Authorizing Read Access to XML Content Using the <?access-control?> Processing Instruction 1.0

1 Introduction

A plethora of applications and data are exposed as XML over HTTP. User agents such as Voice and Web browsers fetch and execute applications but restrict the XML content accessible to those applications merely to the URLs located in the same domain as the application. To take advantage of the rich XML content available on the Web, application developers must resort to proxying the content through the domain hosting their application thereby increasing overhead and limiting scalability.

This note describes a mechanism being used in the industry that allows a content provider to use a processing instruction embedded within the XML prolog to specify the access policy of that content. In this model a user agent can safely extend the sandbox in which it has restricted the application to include access to the XML content if and only if the specified policy grants permission.

The processing instruction is designed explicitly to enable extending the sandbox and is not designed as a restriction mechanism. The expectation is that the user agent's default policy is more strict. Therefore, it is always safe to fall-back to default policy in the event of an error.

ISSUE: The Task Force would like to enable this mechanism as an HTTP header (e.g. Content-Access-Control). We expect to apply this change to a later draft.

2 <?access-control?> Processing Instruction Algorithm

Before allowing an application executing in the context of a user agent to manipulate external XML content, a user agent validates that the host requesting the content is allowed to access the content. This validation is performed by comparing the hostname and IP Address of the document server from which the requesting application was fetched to the list of hostnames, hostname suffixes, and IP addresses listed in the <?access-control?> processing instruction included in the XML prolog to be fetched. When comparing hostnames, the user agent must perform a case insensitive match as specified in [RFC2616].

If the XML prolog specifies one or more <?access-control?> processing instructions, access to the content is allowed based on the following algorithm:

If the IP address of the requesting application matches a value in the deny attribute, access is denied, and the search algorithm is stopped.
If the IP address of the requesting application matches a value in the allow attribute, access is allowed, and the search algorithm is stopped.
If the fully qualified domain name of the requesting application exactly matches a value in the deny attribute, access is denied, and the search algorithm is stopped.
If the fully qualified domain name of the requesting application exactly matches a value in the allow attribute, access is allowed, and the search algorithm is stopped.
The user agent then searches for the best match using wildcards on the domain name.
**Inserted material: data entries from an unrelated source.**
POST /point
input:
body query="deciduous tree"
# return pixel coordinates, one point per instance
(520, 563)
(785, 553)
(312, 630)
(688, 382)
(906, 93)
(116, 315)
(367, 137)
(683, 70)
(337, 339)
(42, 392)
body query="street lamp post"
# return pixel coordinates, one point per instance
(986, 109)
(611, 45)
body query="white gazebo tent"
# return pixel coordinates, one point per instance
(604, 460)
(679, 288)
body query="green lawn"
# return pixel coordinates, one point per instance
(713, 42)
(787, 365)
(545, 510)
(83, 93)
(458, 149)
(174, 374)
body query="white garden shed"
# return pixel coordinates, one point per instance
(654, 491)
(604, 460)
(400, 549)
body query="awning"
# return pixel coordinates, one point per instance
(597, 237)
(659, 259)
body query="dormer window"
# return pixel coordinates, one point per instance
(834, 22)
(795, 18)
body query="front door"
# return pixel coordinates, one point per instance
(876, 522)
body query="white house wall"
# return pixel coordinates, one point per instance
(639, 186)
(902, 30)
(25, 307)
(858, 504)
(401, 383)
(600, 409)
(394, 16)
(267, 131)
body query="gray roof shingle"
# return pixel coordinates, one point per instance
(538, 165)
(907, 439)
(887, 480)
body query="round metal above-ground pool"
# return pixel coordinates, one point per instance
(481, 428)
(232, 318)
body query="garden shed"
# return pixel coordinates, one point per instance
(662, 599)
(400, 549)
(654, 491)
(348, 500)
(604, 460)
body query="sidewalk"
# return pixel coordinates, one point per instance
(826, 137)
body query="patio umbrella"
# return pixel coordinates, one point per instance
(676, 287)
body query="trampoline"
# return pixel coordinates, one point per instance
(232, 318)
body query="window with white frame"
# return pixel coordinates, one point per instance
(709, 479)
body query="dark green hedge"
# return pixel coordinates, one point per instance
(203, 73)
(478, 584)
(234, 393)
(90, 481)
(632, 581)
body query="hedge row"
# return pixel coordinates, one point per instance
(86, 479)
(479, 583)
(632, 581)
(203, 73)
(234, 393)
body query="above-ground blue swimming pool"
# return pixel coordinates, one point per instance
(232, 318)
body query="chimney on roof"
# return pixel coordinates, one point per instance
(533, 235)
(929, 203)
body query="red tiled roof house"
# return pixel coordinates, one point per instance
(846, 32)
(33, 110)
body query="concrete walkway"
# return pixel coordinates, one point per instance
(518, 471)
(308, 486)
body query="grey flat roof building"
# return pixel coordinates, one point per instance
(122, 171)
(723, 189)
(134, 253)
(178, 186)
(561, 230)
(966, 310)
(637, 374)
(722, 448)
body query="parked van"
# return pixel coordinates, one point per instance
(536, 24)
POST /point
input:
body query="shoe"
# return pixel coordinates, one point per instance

Best match is defined as the closest match using the wildcards (e.g. "bert.evil.example.com" matches "*.evil.example.com" more closely than "*.example.com").
If a best match occurs in the deny attribute, access is denied, and the search algorithm is stopped.
If a best match occurs in the allow attribute, access is allowed, and the search algorithm is stopped.
If there is no match on any of the allow or deny attributes, the search algorithm is stopped and the user agent should its own security policy.

ISSUE: There are two choices. One is to assume that if a PI exists, that the PI defines the universe of access allowed. For instance, if a PI exists but does not explicitly allow or deny example.net, then either the user agent may default to its own policy as currently specified. It may be better to say if a PI exists but does not make a statement about example.net, then example.net must be denied access.
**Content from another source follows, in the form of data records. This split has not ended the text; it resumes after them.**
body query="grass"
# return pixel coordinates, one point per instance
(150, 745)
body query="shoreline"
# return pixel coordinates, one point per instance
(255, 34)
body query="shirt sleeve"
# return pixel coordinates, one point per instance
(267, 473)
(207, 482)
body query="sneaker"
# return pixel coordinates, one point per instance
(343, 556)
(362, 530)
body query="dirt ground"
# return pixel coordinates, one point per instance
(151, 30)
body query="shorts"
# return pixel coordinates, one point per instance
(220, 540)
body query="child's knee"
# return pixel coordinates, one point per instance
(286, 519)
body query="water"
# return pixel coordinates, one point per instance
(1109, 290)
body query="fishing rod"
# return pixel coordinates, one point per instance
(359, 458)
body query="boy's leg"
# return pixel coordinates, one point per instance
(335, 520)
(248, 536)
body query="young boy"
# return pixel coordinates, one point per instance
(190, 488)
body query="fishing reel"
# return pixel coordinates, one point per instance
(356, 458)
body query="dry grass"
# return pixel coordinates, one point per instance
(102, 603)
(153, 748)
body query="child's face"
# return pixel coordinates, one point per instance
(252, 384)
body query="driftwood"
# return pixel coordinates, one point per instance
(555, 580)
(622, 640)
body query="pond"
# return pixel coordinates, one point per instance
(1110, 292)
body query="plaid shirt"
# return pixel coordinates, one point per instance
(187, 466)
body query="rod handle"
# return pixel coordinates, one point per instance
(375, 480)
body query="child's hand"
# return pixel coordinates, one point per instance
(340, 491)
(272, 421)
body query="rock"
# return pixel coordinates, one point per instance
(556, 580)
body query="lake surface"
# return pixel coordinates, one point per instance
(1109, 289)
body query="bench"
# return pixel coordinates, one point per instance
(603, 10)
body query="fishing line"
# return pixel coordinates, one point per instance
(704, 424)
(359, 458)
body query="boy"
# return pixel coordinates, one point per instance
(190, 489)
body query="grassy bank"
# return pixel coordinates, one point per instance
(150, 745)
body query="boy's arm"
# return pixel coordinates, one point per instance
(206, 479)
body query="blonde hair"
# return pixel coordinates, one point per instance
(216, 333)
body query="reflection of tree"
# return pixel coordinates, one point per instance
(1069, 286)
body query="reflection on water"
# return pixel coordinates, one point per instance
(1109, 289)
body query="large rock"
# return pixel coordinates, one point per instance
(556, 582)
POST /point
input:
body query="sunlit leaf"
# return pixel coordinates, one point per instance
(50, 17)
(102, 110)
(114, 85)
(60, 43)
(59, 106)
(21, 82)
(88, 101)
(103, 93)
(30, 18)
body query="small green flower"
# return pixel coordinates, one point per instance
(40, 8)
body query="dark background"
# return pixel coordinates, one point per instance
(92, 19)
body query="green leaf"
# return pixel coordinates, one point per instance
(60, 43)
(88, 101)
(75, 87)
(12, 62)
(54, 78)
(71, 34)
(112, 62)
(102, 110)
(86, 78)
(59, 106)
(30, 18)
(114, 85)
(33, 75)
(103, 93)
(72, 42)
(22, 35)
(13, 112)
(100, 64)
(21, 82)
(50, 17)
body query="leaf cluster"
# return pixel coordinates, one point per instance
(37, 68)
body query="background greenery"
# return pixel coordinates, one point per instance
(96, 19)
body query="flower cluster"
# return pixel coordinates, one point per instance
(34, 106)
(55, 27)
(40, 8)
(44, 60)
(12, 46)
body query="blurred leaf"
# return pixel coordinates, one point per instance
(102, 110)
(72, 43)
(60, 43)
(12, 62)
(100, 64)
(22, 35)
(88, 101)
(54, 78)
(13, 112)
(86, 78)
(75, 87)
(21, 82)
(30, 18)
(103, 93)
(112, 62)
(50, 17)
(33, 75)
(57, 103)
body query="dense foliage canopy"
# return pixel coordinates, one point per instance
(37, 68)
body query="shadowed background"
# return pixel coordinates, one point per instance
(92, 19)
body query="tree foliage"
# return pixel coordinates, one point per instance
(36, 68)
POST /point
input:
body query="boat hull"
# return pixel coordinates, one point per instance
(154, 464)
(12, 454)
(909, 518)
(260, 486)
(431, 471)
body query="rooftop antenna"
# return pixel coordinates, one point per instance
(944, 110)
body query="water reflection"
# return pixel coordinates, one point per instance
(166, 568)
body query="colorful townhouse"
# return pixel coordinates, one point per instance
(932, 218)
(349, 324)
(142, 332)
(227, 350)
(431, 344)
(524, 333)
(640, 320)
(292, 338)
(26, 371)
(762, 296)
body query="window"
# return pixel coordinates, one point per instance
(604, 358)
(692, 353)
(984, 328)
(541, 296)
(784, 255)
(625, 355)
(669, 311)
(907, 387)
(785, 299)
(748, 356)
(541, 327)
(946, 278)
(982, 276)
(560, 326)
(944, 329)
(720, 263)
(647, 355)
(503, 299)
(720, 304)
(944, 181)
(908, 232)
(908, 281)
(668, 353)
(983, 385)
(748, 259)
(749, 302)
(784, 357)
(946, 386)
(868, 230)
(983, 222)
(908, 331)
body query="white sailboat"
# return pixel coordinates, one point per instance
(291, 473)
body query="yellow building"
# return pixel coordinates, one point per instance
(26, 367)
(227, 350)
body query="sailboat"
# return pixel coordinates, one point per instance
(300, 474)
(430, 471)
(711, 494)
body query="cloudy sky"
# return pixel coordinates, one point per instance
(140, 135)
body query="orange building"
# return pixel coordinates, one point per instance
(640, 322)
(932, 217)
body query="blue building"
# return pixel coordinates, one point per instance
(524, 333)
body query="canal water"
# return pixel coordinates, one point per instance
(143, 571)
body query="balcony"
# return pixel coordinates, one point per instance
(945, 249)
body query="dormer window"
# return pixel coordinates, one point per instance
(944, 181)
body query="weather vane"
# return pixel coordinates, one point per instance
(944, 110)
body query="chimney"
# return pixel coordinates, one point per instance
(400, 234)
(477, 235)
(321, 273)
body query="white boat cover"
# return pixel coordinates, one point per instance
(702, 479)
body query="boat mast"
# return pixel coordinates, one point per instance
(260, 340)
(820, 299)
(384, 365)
Processing instructions outside the XML prolog must be ignored.

If the user agent encounters multiple <?access-control?> processing instructions in the XML prolog of the retrieved XML content, the user agent must collect the attributes from each instruction and create a merged ruleset in document order before executing the access algorithm. For example, the following two blocks are equivalent:

<?access-control allow="*.example.com"
        deny="*.visitors.example.com"?>

        <?access-control allow="www.example.org"
        deny="www.example.net"?>

        

        <?access-control allow="*.example.com www.example.org"
        deny="*.visitors.example.com www.example.net"?>

ISSUE: This combination algorithm is under review as there are many options with different intended results. Feedback and use cases are greatly appreciated.

The require-secure attribute is optional. If not specified, the default is false. If the attribute require-secure is specified to be true, the user agent is responsible for ensuring that the requesting application's host has been validated using a secure protocol (e.g. HTTPS).

If the XML prolog does not contain an <?access-control?> processing instruction, access to the XML content is dependent on the user agent's security environment. Similarly, if the requesting application is from a non-remote protocol (e.g. file://) access to the XML content is dependent on the user agent's security environment.

If the processing instruction is not well-formed for any reason, the user agent should ignore all processing instructions and default to its security policy.

The following grammar describes the syntax for the <?access-control?> processing instruction to be embedded in the XML content retrieved by the user agent. The grammar is specified using Extended Backus-Naur Form (EBNF) notation. For more information on this syntax, see section 6, Notation, in [XML]. For definitions of the HostName and IPv4address, and IPv6address productions, see [RFC3986].

ISSUE: The working group would like to move to using URIs in combination with or instead of hosts, domains, and IP addresses. This might also eliminate the need for the require-secure attribute and any special handling for non-remote URI schemes.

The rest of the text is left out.